“On May 1, Apple filed a motion in the Northern District of California alleging that Samsung intentionally destroyed documents it was obligated to hand over as part of the discovery process, an act referred to as ‘spoilation of evidence’ in the legal parlance,” Yoni Heisler reports for Network World. “In effect, Apple wants the Judge to instruct the jury as follows:”
1. Samsung had a duty to preserve relevant evidence, failed to do so, and acted in bad faith in failing to meet its legal duty.
2. The jury may infer that documents Samsung failed to produce would have been advantageous to Apple’s position.
3. If the jury finds Samsung liable for infringement, they may presume that the infringement was “intentional, willful, without regard to Apple’s rights.”

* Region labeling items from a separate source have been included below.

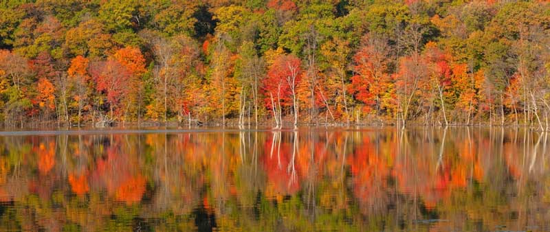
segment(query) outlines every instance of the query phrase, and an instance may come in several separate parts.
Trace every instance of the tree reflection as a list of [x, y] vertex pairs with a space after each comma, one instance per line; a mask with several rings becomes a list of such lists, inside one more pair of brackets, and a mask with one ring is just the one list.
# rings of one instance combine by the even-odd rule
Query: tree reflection
[[469, 128], [5, 137], [0, 230], [549, 228], [548, 143]]

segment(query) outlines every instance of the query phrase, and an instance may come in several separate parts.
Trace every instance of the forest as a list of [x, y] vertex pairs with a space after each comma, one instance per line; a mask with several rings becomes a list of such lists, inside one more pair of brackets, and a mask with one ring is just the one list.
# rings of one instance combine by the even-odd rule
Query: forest
[[548, 130], [550, 3], [4, 0], [4, 126]]

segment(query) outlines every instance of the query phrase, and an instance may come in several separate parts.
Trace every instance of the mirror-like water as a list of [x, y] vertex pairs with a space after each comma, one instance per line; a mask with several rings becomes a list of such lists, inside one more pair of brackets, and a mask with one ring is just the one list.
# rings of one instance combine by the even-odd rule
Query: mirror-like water
[[550, 231], [550, 137], [500, 128], [0, 137], [0, 231]]

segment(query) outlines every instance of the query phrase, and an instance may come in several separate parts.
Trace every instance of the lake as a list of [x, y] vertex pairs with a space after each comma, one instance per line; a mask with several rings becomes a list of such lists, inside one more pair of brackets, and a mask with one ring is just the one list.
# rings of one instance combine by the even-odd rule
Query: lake
[[0, 134], [0, 231], [550, 231], [522, 128]]

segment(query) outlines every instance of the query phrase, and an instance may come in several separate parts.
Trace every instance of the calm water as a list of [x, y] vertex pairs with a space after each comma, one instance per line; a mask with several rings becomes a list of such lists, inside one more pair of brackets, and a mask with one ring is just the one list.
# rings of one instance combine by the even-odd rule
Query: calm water
[[550, 231], [550, 138], [500, 128], [0, 136], [0, 231]]

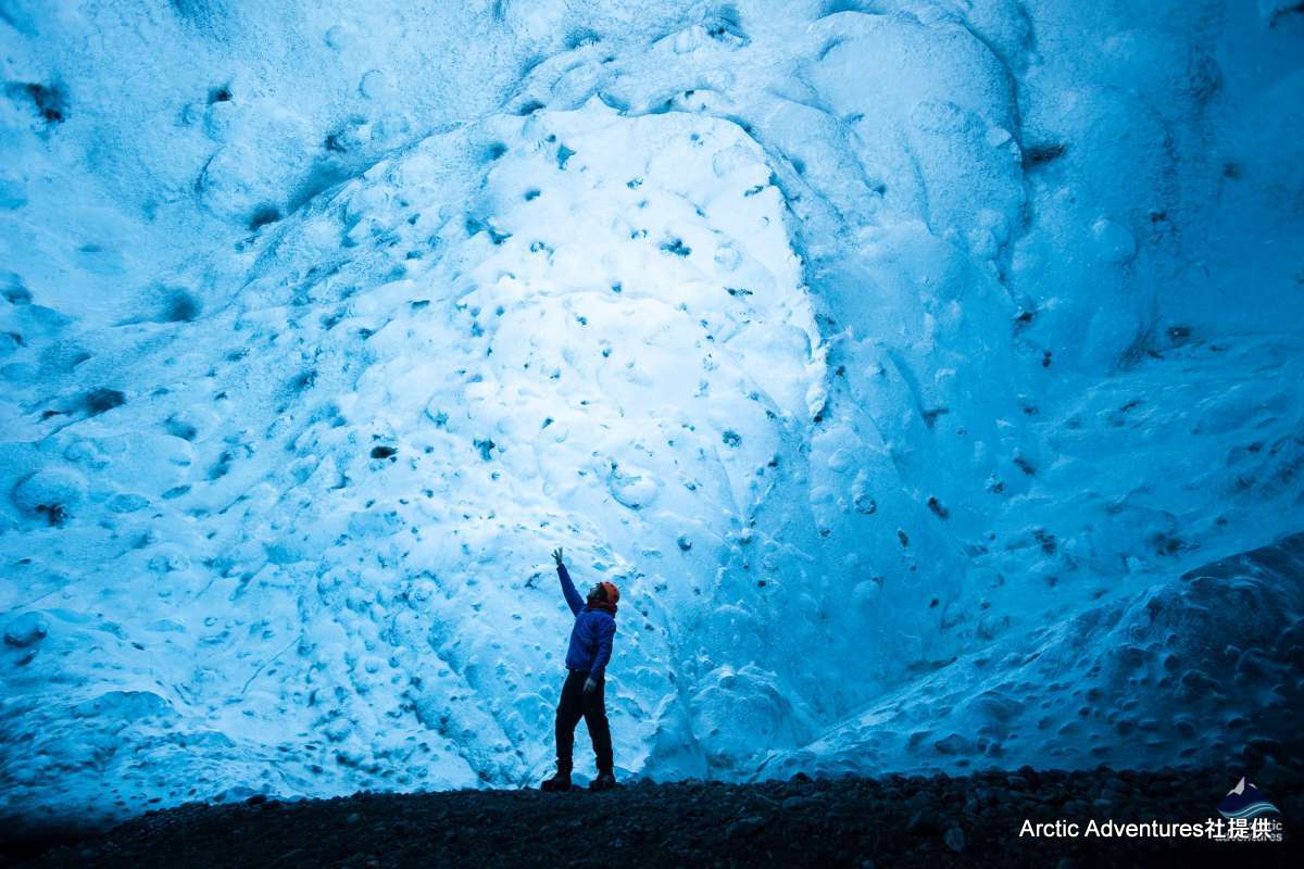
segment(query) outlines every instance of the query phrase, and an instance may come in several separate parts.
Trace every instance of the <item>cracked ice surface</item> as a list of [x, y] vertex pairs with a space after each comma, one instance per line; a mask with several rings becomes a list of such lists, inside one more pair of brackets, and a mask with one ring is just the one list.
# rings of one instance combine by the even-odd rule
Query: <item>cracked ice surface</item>
[[629, 773], [1278, 737], [1304, 16], [1078, 5], [7, 13], [0, 805], [531, 782], [557, 545]]

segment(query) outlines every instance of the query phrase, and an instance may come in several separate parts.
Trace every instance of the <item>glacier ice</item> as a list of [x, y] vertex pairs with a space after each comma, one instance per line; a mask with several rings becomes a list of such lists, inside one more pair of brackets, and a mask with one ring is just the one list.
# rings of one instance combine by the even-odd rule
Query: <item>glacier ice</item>
[[1290, 4], [0, 34], [0, 813], [533, 782], [558, 545], [629, 602], [627, 774], [1209, 761], [1297, 706]]

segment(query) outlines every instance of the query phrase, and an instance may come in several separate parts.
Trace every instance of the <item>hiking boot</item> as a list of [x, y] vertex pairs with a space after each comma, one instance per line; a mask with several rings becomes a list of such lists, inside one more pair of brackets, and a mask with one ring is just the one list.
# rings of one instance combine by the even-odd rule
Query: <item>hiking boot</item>
[[541, 786], [545, 791], [569, 791], [570, 790], [570, 773], [558, 771], [550, 779], [546, 779]]
[[615, 776], [610, 770], [599, 773], [597, 778], [588, 783], [589, 791], [610, 791], [615, 784]]

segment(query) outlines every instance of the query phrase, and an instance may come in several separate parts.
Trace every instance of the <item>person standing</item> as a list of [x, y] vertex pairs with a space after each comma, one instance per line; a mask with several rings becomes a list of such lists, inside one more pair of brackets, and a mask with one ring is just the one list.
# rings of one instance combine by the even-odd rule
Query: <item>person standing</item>
[[588, 787], [604, 791], [615, 787], [612, 730], [606, 722], [604, 691], [606, 662], [612, 659], [612, 640], [615, 637], [615, 605], [621, 599], [621, 591], [614, 582], [597, 582], [589, 589], [587, 599], [582, 599], [562, 562], [561, 547], [553, 551], [553, 560], [557, 562], [562, 594], [575, 614], [575, 625], [566, 650], [566, 681], [557, 701], [557, 774], [542, 783], [542, 790], [571, 788], [571, 749], [575, 745], [575, 726], [583, 718], [597, 756], [597, 778]]

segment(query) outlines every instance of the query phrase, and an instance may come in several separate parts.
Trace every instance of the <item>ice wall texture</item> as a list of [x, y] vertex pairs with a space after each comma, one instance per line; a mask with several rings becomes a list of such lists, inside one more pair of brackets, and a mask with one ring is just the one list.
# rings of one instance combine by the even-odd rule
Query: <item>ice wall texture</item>
[[382, 7], [0, 4], [0, 810], [1281, 750], [1292, 4]]

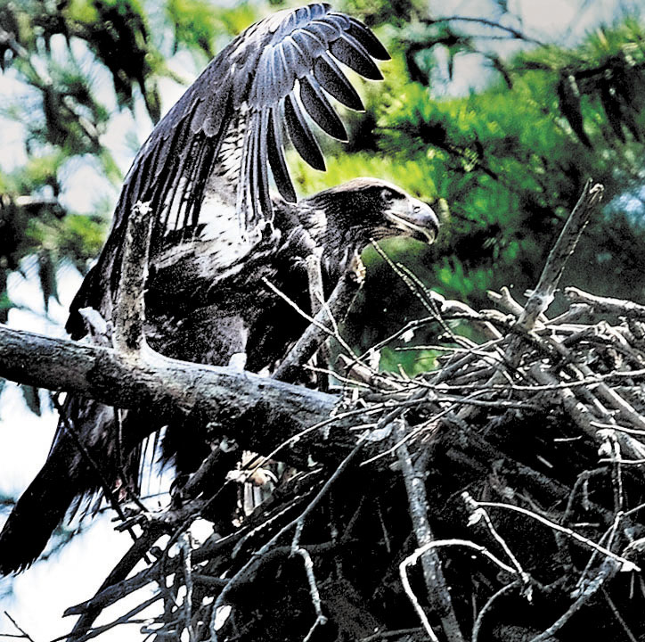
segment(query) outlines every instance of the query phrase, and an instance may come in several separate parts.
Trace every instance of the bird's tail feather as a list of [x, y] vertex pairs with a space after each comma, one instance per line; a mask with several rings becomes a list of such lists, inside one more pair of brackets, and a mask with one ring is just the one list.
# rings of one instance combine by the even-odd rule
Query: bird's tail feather
[[0, 575], [30, 566], [78, 494], [78, 480], [50, 458], [14, 506], [0, 532]]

Heisler reports, “Apple’s motion doesn’t pull any punches, accusing Samsung of spoilating ‘vast quantities of relevant evidence in blatant disregard of its duty to preserve all such evidence.’ Consequently, Apple writes that strong adverse inference instructions are required… And in an attempt to highlight a company-wide pattern of misconduct, Apple’s motion stresses that this isn’t new territory for Samsung… As one would expect, Samsung calls the allegations baseless and promises to vigorously defend its document retention policies – which seems like a tall order given that Samsung has a bad track record in this regard.”
Read more in the full article here.
MacDailyNews Take: Nail ’em to the wall, Apple! (And then put in another order for billions of dollars worth of components from them.)
Mr. Cook, doesn’t punching the bully in the face while handing over your lunch money with a smile sound even a little bit strange to you?